Häufig begegne ich in Fortbildungen zu Scrum im Unterricht der Frage, ob denn der große Zeitaufwand eines Scrum im Verhältnis zum Wissenszuwachs gerechtfertigt sei. Die Frage bezieht sich auf das abprüfbare inhaltliche Wissen. Ganz konkret gemeint ist, wenn die Lehrkraft Inhalte beispielsweise in Technik über die LED vorträgt und die Schülerinnen und Schüler sie in ihr Heft eintragen, dann könne man doch davon ausgehen, dass mehr in kürzerer Zeit gelernt würde (Passt gut zu “Ich muss doch das Buch fertig bekommen!”).

Das ist nur auf den ersten Blick richtig.

Der erste Blick zeigt dir alles, wie es scheint. 

Der zweite Blick zeigt die alles, wie es ist.

Japanisches Sprichwort

Auf den zweiten Blick kann man erkennen, dass in einer agilen Projektmethode wie Scrum (und anderen wie Geniusweek, Freiday..) der Schwerpunkt auf der Zusammenarbeit im Team, Kooperation, Kreativität, Ausbau des Problemlöseverhalten, der Zerlegung und Durchführung von Arbeitsaufgaben und Arbeitsprozessen und der eigenverantwortlichen Arbeit und vielem mehr liegt.

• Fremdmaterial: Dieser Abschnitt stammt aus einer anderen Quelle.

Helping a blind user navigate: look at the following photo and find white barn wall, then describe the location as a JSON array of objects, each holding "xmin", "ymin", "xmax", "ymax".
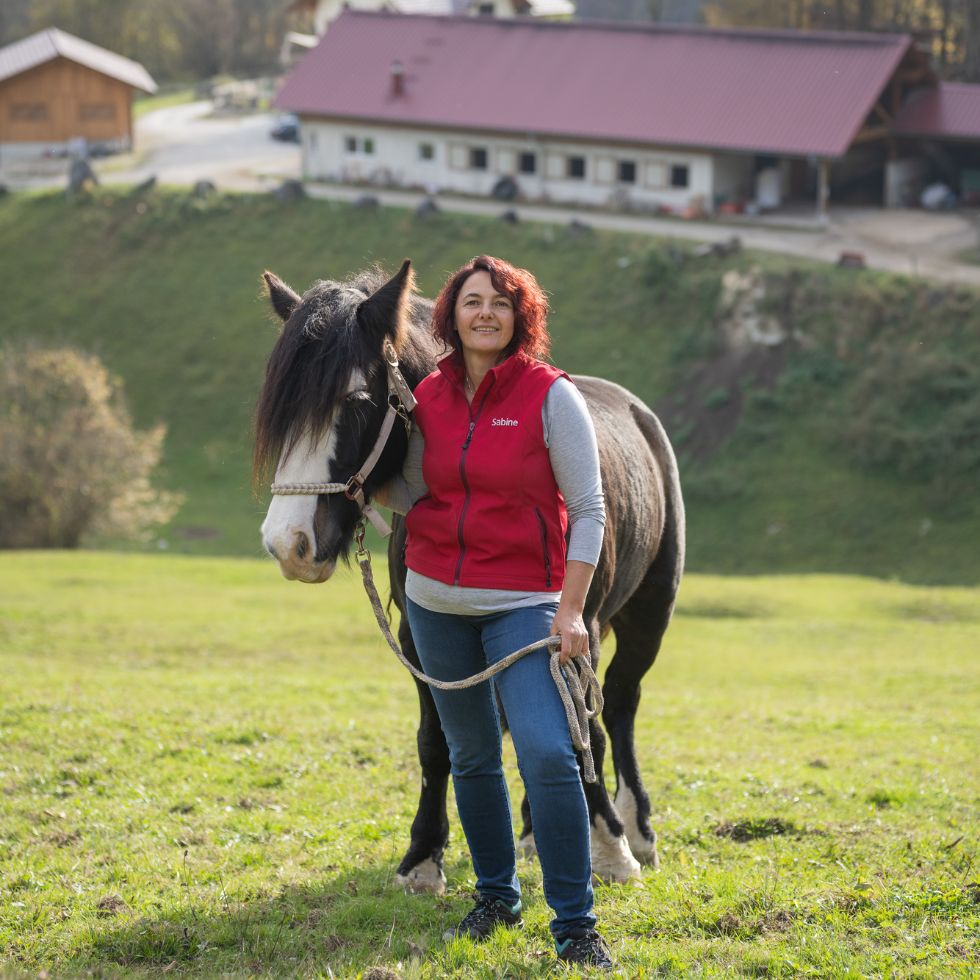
[{"xmin": 302, "ymin": 117, "xmax": 713, "ymax": 211}]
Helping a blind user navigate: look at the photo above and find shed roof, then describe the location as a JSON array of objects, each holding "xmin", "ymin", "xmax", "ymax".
[
  {"xmin": 277, "ymin": 10, "xmax": 911, "ymax": 157},
  {"xmin": 895, "ymin": 82, "xmax": 980, "ymax": 140},
  {"xmin": 0, "ymin": 27, "xmax": 157, "ymax": 93}
]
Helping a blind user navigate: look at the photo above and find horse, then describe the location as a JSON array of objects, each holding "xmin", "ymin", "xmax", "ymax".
[{"xmin": 253, "ymin": 259, "xmax": 684, "ymax": 894}]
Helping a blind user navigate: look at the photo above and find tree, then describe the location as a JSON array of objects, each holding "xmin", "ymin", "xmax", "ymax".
[{"xmin": 0, "ymin": 347, "xmax": 180, "ymax": 548}]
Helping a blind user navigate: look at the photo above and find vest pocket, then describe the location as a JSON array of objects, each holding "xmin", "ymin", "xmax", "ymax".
[{"xmin": 534, "ymin": 507, "xmax": 551, "ymax": 589}]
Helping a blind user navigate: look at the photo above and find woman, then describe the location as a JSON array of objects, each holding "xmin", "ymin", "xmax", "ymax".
[{"xmin": 381, "ymin": 256, "xmax": 612, "ymax": 969}]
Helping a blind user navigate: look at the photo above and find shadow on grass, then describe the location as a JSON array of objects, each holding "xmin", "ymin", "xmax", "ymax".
[{"xmin": 65, "ymin": 865, "xmax": 470, "ymax": 976}]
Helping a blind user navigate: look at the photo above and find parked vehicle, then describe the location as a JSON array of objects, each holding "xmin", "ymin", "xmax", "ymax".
[{"xmin": 269, "ymin": 113, "xmax": 299, "ymax": 143}]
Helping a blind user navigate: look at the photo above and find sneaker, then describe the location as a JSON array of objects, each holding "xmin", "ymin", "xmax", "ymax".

Wenn wir nicht nur die 4K der OECD, sondern die 5K oder sogar noch die erweiterten Kompetenzen der 6C’s betrachten, dann bilden wir diese in einem Scrum sehr gut ab. Aus diesem Grund ist der Einsatz von Scrum (und weiteren agilen Unterrichtsmethoden) nicht nur gerechtfertigt, sondern imho zwingend angebracht.

Die Kritik muss auf die Prüfungsformate zielen, die darauf ausgelegt sind auswendig gelerntes Wissen zu reproduzieren. Sie drehen sich nicht, anders wie beispielsweise die Projektprüfung, um die Zusammenarbeit, das Verhalten, die Kooperation im Team und andere relevante Kompetenzen. Das imho wirklich wichtige Wissen wird in diesen Prüfungsformaten vergessen und ignoriert. Und die Kompetenzen, die größtenteils nicht bewertet werden, sind die Schlüsselkompetenzen in 2020 und danach.